Difficulty Adjustment Looming
On December 11, the Bitcoin network is scheduled to undergo its automatic difficulty adjustment. Projections from CoinWarz indicate a marginal increase from 149.30 trillion to 149.80 trillion. This adjustment, expected at block 927,360, follows a recent decrease on Thursday that saw difficulty drop from 152.2 trillion.
The adjustment mechanism is designed to keep block production times stable at around 10 minutes. Currently, the average block time sits just below that target at approximately 9.97 minutes, triggering the slight automated increase in difficulty to compensate for the speed.
The “Hashprice” Problem
The upcoming difficulty hike comes at a precarious time for mining economics.
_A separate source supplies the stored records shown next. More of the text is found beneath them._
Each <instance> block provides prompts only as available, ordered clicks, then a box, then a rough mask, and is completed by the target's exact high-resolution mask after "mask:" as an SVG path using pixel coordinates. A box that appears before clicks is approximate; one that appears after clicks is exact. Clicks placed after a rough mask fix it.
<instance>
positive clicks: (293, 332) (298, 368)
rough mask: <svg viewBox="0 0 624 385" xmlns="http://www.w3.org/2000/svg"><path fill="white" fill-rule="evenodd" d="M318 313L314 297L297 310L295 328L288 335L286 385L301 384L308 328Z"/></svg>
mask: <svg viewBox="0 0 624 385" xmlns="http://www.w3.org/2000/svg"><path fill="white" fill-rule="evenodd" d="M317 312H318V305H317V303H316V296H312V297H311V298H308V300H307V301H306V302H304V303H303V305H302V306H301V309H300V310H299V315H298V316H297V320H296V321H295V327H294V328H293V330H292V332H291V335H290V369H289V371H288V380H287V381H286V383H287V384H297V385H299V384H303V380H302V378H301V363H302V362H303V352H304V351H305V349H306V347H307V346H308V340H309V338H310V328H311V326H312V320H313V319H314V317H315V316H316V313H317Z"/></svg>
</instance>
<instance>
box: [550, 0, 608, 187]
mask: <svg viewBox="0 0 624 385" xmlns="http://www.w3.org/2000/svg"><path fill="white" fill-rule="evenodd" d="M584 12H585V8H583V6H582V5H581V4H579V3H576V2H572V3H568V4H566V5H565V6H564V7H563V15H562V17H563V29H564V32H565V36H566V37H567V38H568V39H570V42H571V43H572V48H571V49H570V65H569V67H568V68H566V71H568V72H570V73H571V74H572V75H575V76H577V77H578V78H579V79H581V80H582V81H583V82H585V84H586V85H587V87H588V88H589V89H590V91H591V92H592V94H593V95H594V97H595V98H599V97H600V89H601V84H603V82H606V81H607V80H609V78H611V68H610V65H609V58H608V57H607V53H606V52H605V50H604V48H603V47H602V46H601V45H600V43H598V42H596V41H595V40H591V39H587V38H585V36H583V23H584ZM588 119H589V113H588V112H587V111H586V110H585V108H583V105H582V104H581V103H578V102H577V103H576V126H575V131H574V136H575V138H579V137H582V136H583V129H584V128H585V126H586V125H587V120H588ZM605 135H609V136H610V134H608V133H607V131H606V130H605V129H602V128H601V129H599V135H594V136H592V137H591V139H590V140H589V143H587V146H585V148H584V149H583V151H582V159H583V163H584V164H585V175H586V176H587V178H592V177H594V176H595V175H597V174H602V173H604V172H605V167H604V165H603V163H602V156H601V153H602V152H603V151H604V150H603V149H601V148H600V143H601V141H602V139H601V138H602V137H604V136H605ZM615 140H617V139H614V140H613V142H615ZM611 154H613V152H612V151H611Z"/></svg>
The “hashprice”—a critical metric tracking the expected revenue a miner can earn per unit of computing power—is languishing near historic lows.
Current Hashprice: Hovering around $38.30 per petahash/day (PH/s).
Recent Low: This is a slight recovery from November 21, when it dipped below $35 PH/s.
The Break-Even Line: Analysts estimate that $40 PH/s acts as a general break-even threshold. Below this point, many miners operate at a loss, forcing them to consider unplugging hardware to save on electricity costs.
Geopolitical and Supply Chain Risks
Compounding the economic pressure is a looming supply chain threat involving Bitmain, the Beijing-based giant that manufactures the vast majority of the world’s mining rigs (ASICs).
The U.S. Department of Homeland Security (DHS) is reportedly investigating Bitmain over concerns that their hardware could be used for espionage or remote access, echoing earlier warnings from U.S. Senator Elizabeth Warren regarding national security risks.
With Bitmain commanding an estimated 80% market share of mining hardware, any potential U.S. sanctions, tariffs, or restrictions could severely disrupt the supply of new machines, making it even harder for American miners to upgrade their fleets and stay competitive in an already brutal market.
Industry Outlook
As 2025 closes, miners find themselves in a “perfect storm” of rising difficulty, stagnant profitability, and regulatory uncertainty. The slight difficulty increase in December, while mathematically necessary for the network, adds another layer of pressure to an industry already operating on razor-thin margins.